Ghaza : Hamas réaffirme sa disposition à appliquer le plan de paix appuyé par Washington
Le mouvement de résistance palestinien Hamas a réaffirmé, samedi, sa disponibilité à mettre en œuvre le plan de paix relatif à la bande de Ghaza soutenu par les Etats-Unis, appelant l’administration américaine à faire pression sur l’entité sioniste pour qu’elle honore ses engagements, alors que les mouvements militaires israéliens se poursuivaient sur plusieurs secteurs du territoire palestinien assiégé. Un responsable du mouvement a indiqué à l’AFP que le Hamas et les autres factions palestiniennes avaient fait part aux médiateurs de leur volonté de s’engager dans la deuxième phase de l’accord, sous réserve que l’occupation y consente et procède à son application effective. La même source a appelé Washington à exercer une pression concrète sur Tel-Aviv afin de contraindre ce dernier à respecter les termes du texte négocié.

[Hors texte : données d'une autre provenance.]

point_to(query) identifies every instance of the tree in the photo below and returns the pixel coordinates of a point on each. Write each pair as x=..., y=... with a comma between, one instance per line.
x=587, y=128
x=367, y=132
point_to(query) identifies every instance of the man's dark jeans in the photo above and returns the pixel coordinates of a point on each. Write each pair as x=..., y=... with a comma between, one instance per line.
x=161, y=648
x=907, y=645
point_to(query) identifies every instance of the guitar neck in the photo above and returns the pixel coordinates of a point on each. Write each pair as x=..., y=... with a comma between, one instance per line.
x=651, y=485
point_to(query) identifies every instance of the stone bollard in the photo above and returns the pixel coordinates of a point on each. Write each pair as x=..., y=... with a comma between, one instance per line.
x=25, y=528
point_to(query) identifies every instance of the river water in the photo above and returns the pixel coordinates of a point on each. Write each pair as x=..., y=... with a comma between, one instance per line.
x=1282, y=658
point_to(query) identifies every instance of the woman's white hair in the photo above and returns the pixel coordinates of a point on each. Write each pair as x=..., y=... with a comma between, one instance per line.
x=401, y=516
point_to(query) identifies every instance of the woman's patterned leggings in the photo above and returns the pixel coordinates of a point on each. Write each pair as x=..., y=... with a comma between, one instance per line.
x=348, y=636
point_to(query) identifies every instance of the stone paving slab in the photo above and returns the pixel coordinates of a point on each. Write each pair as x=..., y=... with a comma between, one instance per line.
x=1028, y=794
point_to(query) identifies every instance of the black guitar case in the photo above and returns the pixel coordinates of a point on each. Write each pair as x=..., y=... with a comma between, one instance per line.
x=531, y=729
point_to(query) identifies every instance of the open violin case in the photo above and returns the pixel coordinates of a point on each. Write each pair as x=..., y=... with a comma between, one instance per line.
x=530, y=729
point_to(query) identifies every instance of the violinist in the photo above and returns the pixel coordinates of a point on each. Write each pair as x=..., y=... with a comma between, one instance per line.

La feuille de route en question, présentée récemment par le président américain Donald Trump, prévoit de lier le désarmement du Hamas à un retrait progressif des forces d’occupation du territoire palestinien. Si Washington avait salué, la semaine passée, l’accord de principe du mouvement palestinien sur son volet désarmement, le Premier ministre sioniste Benyamin Netanyahu, engagé dans une campagne électorale marquée par une contestation interne, a exprimé mercredi son rejet du plan, en dépit des assurances données par le représentant du Conseil de la paix pour Ghaza, Nickolay Mladenov, sur un désarmement total du Hamas avant tout retrait.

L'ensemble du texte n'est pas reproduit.